Forty Years of Vibracore Sample Tubing

Black and white photo of an oceanographic research ship pulling a core sample tubing rig from the ocean floor.

For decades, Busada has been extruding sample core tubing for oceanographic research; and off-shore bottom sampling in the search for submerged oil reserves. The clear tubing may be removed intact from the pipe, preserving the original spatial relations of the sample layers, giving a clear view of the physical and chemical makeup of the sampled area.

Clear as glass but tough rather than brittle, our butyrate and polycarbonate tubing is inserted in the coring pipe prior to sampling. The physical characteristics of the plastics permit vibrating or piston drilling operations without compromising the structural integrity of the tubing. This tubing is readily machinable so that the whole sample unit, tubing, and speci­mens, may be sliced into appropriate segments for detailed analysis.

Historically, the technique is borrowed from the successful application of transparent, removable core liners for deep-sea sedimentary sampling stemming from the work carried out by such firms as Alpine Geophysical Associates of Norwood, New Jersey.

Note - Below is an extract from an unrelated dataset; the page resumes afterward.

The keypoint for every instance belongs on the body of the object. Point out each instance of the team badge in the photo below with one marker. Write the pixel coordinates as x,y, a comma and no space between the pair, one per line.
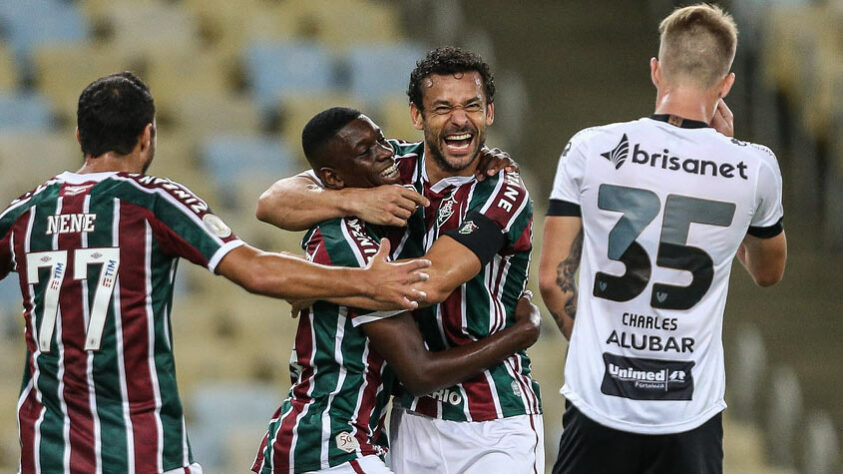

An oceanographic core sample rig rising above the ocean water.

Eyeball-to-specimen examinations of bottom samples are made possible when the vibrator coring rig uses a core liner of transparent plastics tubing. The coring tube is driven into the bottom by a pneumatic vibrator motor (visible inside the top of the frame) once this stabilizing frame has been lowered to the bottom.
Rails on the frame guide the tube and liner, with the operating motor, into the bottom layers. Depth of pene­tration is dependent upon (1) the nature of bottom layers or (2) the height of stabilizing frame.

The principal advantage associated with a transparent core liner is the ability to evaluate core samples on-the-spot, and to make “go” or “no-go” decisions immediately. An important plus is the preservation of the original relationship of the sample layers which might be disturbed during removal from a non-transparent sleeve. Another advantage is the preservation of the original water contents of the sample even after long storage, due to the special characteristics of polycar­bonate plastics.

Alpine Geophysical Associates points out that for their coring, economical butyrate tubing is used except where greater physical strength and lower water permeability are wanted. Then, the choice is the more expensive polycarbon­ate. Permeability is of significance only where original water content is important and samples are stored in the capped core lines for many weeks before detailed lab analysis.

Bottom sample obtained by a Vibracoring rig (the view is from base to top of rig that is lying on its side on the deck) is quickly removed on the deck by slipping the transparent plastic core liner out of the coring pipe for visual analysis through the liner wall. Transparent Busada liner may be capped for subsequent lab analysis.